女性管理職を育成するための啓発活動も定期的に開催している。09年2月には管理職以上の女性155人を一堂に集めたフォーラムを開催。同社の前田新造社長と岩田喜美枝副社長自ら講師となって「それぞれ1時間ずつ時間を割いて資生堂として女性管理職の育成に本気で取り組んでいることを訴える」(宮原参事)など女性管理職への期待を表明している。

もちろん、活躍への期待は女性管理職だけではない。同社には前述したように1万2000人の店頭美容職の社員がいるが、09年10月から新たに「キャリア形成プログラム」を導入する。会社として「管理職」や「専門職」への道筋を明確化し、それに向けたキャリア形成を支援するというものだ。当然ながら美容職の社員の経営への参画につなげる狙いもある。

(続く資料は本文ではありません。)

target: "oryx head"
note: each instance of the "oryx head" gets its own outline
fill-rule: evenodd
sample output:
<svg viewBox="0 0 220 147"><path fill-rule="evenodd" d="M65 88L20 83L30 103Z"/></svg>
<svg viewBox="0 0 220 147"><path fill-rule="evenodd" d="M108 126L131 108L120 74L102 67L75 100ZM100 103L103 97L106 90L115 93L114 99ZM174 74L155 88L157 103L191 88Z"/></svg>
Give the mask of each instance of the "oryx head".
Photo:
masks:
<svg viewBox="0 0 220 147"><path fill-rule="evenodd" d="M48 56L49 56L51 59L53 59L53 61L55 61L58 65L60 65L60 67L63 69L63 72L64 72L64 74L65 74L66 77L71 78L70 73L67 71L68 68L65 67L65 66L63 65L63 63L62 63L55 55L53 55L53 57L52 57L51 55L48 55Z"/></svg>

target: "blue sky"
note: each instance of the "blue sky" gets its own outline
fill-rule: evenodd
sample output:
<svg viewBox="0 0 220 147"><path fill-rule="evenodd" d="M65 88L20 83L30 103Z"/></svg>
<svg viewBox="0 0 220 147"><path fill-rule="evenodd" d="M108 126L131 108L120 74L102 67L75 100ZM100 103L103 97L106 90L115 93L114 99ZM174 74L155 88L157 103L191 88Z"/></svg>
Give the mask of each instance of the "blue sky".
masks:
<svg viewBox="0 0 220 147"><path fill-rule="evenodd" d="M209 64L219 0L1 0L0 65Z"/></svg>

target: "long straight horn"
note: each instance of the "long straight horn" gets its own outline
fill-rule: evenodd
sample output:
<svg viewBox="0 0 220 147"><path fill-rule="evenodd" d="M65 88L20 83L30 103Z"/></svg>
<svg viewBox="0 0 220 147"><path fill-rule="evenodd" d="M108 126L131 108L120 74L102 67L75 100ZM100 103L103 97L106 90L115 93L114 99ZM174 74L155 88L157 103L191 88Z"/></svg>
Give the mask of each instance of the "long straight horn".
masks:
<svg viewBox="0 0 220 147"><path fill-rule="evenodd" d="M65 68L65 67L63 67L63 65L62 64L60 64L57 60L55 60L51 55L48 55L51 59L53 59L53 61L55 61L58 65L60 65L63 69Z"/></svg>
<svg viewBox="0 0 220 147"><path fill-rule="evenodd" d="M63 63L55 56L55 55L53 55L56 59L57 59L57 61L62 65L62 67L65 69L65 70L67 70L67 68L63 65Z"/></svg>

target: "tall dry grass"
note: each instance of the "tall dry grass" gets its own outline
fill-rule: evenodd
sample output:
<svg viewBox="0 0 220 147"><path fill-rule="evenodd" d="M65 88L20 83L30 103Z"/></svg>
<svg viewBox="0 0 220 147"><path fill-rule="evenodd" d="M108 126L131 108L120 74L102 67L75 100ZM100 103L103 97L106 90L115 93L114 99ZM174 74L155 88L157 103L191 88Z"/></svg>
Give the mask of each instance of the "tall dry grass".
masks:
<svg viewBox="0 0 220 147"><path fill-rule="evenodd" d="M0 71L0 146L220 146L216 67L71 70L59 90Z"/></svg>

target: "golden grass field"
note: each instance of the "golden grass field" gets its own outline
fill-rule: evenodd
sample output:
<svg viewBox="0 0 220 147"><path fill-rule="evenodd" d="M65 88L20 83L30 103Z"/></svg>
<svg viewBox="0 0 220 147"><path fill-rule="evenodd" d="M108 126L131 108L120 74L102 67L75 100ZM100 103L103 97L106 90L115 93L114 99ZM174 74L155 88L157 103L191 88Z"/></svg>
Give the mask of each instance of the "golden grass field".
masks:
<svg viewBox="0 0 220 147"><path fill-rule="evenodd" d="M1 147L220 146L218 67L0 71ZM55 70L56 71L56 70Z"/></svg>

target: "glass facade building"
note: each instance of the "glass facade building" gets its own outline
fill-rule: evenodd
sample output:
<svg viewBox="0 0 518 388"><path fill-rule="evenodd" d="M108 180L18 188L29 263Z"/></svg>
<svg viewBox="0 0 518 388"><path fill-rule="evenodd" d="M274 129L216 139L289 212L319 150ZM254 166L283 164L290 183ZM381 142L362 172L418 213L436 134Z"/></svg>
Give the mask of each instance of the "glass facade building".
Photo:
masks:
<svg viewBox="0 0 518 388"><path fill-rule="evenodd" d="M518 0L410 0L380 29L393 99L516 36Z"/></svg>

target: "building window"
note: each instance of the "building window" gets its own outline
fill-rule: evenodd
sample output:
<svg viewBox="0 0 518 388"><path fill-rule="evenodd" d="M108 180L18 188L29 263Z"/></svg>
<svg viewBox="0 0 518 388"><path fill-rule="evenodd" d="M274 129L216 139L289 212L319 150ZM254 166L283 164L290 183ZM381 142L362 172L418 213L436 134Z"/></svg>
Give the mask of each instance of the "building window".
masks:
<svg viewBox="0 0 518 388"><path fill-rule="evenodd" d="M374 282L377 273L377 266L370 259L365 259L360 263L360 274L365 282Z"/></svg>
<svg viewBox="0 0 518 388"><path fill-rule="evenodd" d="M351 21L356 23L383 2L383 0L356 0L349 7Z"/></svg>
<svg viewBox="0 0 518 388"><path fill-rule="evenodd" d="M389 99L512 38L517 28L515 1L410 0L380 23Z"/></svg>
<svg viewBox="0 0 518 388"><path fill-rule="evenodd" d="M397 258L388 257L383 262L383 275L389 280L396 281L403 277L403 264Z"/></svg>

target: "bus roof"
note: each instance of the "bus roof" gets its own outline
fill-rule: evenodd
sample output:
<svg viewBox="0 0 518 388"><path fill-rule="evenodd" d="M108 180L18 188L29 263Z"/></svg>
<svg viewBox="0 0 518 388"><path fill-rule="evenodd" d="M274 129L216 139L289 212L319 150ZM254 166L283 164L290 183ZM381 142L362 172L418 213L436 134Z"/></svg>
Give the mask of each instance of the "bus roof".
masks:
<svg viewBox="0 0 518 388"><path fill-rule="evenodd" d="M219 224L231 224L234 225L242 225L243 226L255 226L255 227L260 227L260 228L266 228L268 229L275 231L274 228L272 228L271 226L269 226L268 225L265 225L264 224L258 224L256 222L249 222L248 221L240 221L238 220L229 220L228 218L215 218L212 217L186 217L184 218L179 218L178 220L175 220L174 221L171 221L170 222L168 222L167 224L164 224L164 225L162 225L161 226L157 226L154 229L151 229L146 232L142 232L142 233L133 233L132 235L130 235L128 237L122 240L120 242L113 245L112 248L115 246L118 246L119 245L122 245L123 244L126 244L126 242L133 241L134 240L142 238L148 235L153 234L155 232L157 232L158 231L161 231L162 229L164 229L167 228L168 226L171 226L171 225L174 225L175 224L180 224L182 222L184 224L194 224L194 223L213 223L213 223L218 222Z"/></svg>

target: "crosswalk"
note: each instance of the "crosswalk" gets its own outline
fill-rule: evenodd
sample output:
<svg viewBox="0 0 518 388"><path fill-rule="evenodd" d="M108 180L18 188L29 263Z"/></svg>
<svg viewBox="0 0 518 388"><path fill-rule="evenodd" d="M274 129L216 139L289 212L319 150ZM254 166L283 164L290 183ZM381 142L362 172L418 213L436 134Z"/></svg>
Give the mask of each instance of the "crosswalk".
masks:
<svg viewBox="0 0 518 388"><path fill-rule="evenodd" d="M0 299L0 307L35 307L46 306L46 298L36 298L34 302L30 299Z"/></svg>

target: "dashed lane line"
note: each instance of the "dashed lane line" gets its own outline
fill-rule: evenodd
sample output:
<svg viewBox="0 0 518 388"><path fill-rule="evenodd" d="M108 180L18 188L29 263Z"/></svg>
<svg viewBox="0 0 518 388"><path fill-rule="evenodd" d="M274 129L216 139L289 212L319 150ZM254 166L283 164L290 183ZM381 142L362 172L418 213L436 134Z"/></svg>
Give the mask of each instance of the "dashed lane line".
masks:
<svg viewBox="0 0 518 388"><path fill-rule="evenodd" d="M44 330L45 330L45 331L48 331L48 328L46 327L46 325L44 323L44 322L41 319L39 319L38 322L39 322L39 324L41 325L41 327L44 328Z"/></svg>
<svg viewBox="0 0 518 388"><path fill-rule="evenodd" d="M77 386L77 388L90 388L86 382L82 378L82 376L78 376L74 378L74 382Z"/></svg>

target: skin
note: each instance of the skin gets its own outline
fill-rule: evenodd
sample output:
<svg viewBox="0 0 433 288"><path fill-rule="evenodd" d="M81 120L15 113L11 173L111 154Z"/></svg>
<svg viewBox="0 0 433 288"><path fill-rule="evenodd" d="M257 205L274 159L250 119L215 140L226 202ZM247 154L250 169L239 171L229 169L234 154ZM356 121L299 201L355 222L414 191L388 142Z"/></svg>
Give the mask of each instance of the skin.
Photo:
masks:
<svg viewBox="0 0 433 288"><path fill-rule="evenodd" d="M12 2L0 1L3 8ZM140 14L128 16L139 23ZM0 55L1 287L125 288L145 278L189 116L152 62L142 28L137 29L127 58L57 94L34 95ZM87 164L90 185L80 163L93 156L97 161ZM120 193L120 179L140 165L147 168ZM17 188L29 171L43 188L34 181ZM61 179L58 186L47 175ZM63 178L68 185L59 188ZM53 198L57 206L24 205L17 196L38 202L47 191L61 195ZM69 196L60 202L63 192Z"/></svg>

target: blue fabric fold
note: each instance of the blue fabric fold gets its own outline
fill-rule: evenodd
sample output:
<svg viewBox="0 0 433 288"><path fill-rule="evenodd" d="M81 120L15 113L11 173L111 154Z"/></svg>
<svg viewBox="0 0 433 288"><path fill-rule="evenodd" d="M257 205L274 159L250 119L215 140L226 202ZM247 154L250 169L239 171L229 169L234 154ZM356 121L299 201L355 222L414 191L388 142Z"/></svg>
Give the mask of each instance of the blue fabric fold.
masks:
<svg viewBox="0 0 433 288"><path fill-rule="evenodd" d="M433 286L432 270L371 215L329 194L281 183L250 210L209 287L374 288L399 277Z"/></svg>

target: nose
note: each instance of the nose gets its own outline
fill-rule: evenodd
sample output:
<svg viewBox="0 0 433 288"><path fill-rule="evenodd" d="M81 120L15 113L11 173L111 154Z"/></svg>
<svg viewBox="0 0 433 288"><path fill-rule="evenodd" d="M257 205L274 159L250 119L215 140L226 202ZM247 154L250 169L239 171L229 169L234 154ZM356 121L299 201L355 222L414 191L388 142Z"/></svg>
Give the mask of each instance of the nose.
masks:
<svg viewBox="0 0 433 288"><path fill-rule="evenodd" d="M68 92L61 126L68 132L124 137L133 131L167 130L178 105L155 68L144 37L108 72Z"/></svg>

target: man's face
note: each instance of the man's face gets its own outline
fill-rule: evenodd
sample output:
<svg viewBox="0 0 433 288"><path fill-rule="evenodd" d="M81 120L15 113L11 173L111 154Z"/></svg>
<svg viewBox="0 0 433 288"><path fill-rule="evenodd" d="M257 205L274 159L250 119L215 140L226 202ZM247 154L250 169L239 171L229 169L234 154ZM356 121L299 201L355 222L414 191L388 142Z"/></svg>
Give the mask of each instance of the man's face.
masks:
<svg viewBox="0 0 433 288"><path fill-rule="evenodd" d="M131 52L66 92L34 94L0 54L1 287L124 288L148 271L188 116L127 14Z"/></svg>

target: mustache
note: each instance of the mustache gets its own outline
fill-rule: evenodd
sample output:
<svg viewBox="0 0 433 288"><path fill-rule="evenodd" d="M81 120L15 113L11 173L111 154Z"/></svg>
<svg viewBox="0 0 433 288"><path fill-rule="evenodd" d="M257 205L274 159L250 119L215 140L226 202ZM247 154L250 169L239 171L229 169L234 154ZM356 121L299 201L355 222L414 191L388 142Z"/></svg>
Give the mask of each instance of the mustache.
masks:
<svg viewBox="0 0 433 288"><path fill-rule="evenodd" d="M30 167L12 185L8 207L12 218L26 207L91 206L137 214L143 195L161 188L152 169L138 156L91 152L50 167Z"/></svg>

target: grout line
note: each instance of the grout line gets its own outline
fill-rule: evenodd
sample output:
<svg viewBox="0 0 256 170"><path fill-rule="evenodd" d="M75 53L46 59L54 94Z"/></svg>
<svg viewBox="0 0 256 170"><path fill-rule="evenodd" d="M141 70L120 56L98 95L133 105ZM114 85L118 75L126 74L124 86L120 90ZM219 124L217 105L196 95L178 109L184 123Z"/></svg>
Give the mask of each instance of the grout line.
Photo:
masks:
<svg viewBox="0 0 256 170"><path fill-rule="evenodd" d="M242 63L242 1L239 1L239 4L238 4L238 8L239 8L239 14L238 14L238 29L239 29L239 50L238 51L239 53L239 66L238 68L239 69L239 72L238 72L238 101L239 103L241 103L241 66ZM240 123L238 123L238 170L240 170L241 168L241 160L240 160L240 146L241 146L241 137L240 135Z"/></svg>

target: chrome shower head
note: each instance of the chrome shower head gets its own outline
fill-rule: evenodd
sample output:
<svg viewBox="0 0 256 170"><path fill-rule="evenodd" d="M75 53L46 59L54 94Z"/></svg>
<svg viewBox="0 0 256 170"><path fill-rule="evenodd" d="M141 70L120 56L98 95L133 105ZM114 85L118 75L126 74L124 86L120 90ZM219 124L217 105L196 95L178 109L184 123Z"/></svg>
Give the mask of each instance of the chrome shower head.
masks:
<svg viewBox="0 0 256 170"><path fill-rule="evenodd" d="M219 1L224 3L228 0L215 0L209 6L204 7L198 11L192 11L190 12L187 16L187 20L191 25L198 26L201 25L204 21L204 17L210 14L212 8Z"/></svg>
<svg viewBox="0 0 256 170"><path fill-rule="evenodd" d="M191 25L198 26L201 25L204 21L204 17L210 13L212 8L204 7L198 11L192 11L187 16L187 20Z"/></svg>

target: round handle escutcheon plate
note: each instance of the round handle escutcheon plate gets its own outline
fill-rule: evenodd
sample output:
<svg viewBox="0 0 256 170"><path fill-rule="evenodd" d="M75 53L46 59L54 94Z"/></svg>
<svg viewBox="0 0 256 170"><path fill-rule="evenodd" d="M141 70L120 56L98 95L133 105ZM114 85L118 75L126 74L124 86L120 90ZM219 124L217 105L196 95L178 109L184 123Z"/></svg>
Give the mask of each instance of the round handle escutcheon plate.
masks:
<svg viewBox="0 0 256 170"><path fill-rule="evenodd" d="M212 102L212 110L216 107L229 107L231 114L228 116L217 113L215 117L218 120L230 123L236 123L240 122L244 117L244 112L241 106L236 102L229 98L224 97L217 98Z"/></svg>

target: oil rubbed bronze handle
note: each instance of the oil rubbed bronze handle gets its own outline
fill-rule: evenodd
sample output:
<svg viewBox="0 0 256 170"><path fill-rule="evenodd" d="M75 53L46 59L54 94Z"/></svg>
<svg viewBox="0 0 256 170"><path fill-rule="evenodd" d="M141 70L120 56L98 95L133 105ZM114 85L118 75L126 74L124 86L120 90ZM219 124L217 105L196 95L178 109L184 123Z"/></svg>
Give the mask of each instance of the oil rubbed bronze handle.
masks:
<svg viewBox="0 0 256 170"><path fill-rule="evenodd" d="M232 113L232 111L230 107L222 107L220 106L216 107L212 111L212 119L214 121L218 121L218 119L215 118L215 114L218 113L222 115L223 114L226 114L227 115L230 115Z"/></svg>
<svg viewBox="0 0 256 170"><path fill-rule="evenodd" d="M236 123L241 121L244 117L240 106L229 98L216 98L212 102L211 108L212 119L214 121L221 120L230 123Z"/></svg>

「これまでは店頭美容職の社員はそのままずっと美容職を続けるという風土であった。美容職のキャリアデベロップメントを描き、高度美容専門職のコース、あるいは企画系統のマーケティングをやれるようなコースも選択肢として用意した。企画系統を選択すれば、将来は経営幹部の道も開かれることになる」(宮原参事)

男女に限らず「個」の持つ個性・能力に応じて活躍できる機会を均等に提供することはダイバーシティマネジメントの基本である。資生堂はさらに一歩踏み込んで積極的に育成することで女性の持つ能力をフルに発揮してもらおうという方針である。同社が目標とする女性管理職比率30%はおそらく国内の外資も含めて日本では前人未到の記録となる。日本の企業風土の変容を迫る本格的なダイバーシティ時代の先鞭となることを期待したい。

ダイバーシティ推進を掲げる企業は多いが、その効果は一朝一夕に表れるものではない。中・長期的な企業戦略の中にどのように明確に位置づけるかが重要だ。不況に陥って終息するような施策レベルでは定着することはないだろう。